Dive Brief:
- Heartland Express reported a net loss of $1.9 million for Q4, its fourth consecutive loss — but its least painful quarter of 2024.
- The Iowa-headquartered TL carrier reported a full-year operating ratio of 101.9% for 2024, up from 96.5% in 2023.
- “Even in this challenging and prolonged negative operating environment, we continued to generate positive operating cash flows,” CEO Mike Gerdin said in an earnings announcement.
Dive Insight:
Heartland has worked to integrate massive acquisitions during a two-year freight recession.
The Cass Freight Shipment Index in Q4 2024 was down 3.2% YoY, hitting its lowest Q4 reading that the industry has seen in the last 15 years, C.H. Robinson President of North American Surface Transportation Michael Castagnetto said on an earnings call last week.
In 2022, Heartland bought Roaring Spring, Pennsylvania-based Smith Transport, and the carrier then acquired TFI International’s non-dedicated dry van and reefer Contract Freighters business along with CFI Logistica operations in Mexico.
Since then, Heartland has noted challenges in bringing those brands into a target operating ratio involving the low-80s, but the carrier carrier improved earnings in both its legacy and acquired brands in 2024. The OR for its legacy brands was 96.3% in Q4, a 3.6 percentage point improvement compared to Q1, and its CFI and Smith OR was 102.6%, a 7.1 percentage point improvement.
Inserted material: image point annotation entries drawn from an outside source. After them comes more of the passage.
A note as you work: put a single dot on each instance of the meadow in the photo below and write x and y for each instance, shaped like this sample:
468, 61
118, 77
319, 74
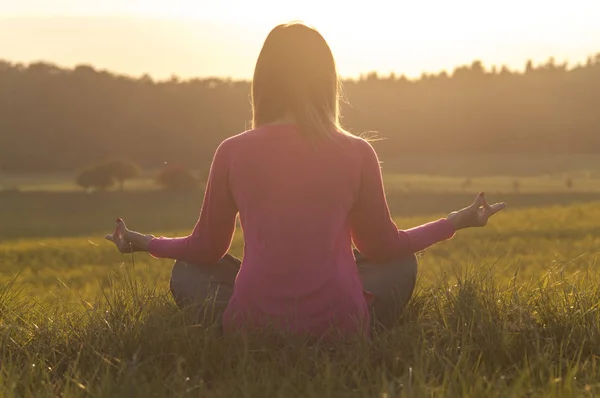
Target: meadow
510, 310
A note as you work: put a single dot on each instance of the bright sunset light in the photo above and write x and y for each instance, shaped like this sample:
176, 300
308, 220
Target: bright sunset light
405, 37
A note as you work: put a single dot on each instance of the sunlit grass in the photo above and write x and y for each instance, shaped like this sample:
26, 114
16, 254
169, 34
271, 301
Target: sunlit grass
509, 310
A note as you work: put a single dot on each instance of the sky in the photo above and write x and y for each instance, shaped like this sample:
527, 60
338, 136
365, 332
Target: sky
222, 38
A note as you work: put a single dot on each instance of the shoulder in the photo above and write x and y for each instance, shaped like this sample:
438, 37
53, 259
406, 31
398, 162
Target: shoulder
361, 146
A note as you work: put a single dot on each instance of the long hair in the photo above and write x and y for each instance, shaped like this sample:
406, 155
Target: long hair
296, 74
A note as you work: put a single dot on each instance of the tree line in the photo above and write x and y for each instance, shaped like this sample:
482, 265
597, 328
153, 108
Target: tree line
57, 119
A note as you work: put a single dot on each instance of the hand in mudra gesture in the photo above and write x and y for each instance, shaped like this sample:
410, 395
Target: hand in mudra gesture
128, 241
476, 215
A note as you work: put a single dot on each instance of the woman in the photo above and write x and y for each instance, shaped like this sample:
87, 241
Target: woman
305, 190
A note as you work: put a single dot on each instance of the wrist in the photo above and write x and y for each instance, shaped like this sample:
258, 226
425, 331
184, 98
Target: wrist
454, 219
141, 242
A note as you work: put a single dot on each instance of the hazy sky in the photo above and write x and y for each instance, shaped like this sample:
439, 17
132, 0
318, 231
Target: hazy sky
223, 37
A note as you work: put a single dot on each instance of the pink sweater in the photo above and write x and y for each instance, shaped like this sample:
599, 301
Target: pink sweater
300, 208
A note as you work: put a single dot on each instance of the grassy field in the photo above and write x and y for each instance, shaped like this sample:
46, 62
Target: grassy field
506, 311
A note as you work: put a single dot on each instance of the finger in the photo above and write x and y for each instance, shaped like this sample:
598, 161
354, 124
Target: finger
495, 208
478, 201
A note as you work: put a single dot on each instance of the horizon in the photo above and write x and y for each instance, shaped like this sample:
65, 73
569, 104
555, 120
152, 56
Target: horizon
191, 40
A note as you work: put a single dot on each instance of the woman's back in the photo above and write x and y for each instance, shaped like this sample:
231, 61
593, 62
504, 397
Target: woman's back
294, 199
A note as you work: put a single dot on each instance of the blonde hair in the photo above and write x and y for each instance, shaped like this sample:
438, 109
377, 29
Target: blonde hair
296, 73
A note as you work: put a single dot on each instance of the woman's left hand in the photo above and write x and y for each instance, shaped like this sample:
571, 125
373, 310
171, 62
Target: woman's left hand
476, 215
128, 241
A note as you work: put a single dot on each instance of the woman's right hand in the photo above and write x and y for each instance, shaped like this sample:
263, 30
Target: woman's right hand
476, 215
128, 241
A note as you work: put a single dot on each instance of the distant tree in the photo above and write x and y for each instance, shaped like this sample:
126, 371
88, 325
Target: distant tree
122, 170
569, 183
94, 177
176, 178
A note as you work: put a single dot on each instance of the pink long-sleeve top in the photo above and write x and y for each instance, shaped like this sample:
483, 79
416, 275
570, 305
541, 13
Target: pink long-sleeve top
301, 206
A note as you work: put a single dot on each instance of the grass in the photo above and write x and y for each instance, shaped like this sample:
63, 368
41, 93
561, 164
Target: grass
509, 310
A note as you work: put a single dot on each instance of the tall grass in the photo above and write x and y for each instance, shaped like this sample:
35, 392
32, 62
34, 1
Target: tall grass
463, 336
506, 311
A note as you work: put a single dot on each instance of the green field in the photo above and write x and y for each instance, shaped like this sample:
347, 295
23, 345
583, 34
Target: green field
510, 310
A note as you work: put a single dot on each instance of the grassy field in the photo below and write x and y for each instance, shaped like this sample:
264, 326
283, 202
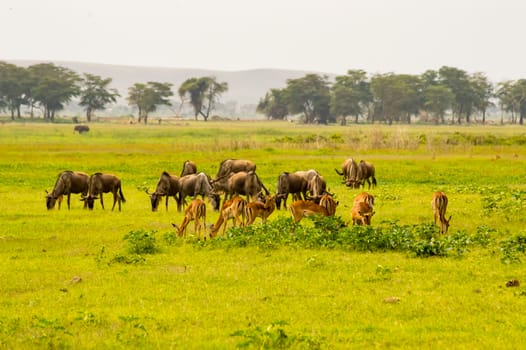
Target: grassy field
70, 279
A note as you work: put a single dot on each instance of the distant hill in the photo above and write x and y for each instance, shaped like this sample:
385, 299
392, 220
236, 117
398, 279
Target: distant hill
244, 87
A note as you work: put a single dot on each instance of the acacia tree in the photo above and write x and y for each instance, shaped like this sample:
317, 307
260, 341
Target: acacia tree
350, 95
273, 105
52, 87
203, 94
146, 97
95, 94
13, 87
309, 96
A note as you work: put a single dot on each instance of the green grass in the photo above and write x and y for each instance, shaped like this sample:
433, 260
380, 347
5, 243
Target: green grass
222, 294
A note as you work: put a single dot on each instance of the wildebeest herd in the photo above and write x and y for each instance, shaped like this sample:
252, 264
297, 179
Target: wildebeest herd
234, 179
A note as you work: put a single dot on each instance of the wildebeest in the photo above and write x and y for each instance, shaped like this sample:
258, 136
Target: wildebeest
290, 183
242, 183
229, 166
198, 184
365, 171
168, 185
349, 171
81, 128
68, 182
439, 205
100, 183
189, 167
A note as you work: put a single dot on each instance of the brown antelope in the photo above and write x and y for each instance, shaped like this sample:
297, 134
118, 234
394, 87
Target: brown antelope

“While it is early in the quarter and extreme winter weather conditions so far in 2025 make comparison difficult, we are seeing a positive shift in customer rate and volume negotiations that we expect to strengthen as the year unfolds,” Gerdin said.
In Q4 2023, the carrier received a boost in cash through the sale of three terminals, landing $25.6 million. As of Dec. 31, 2024, the company had $12.8 million in cash balances — a $15.3 million decline compared to the prior year.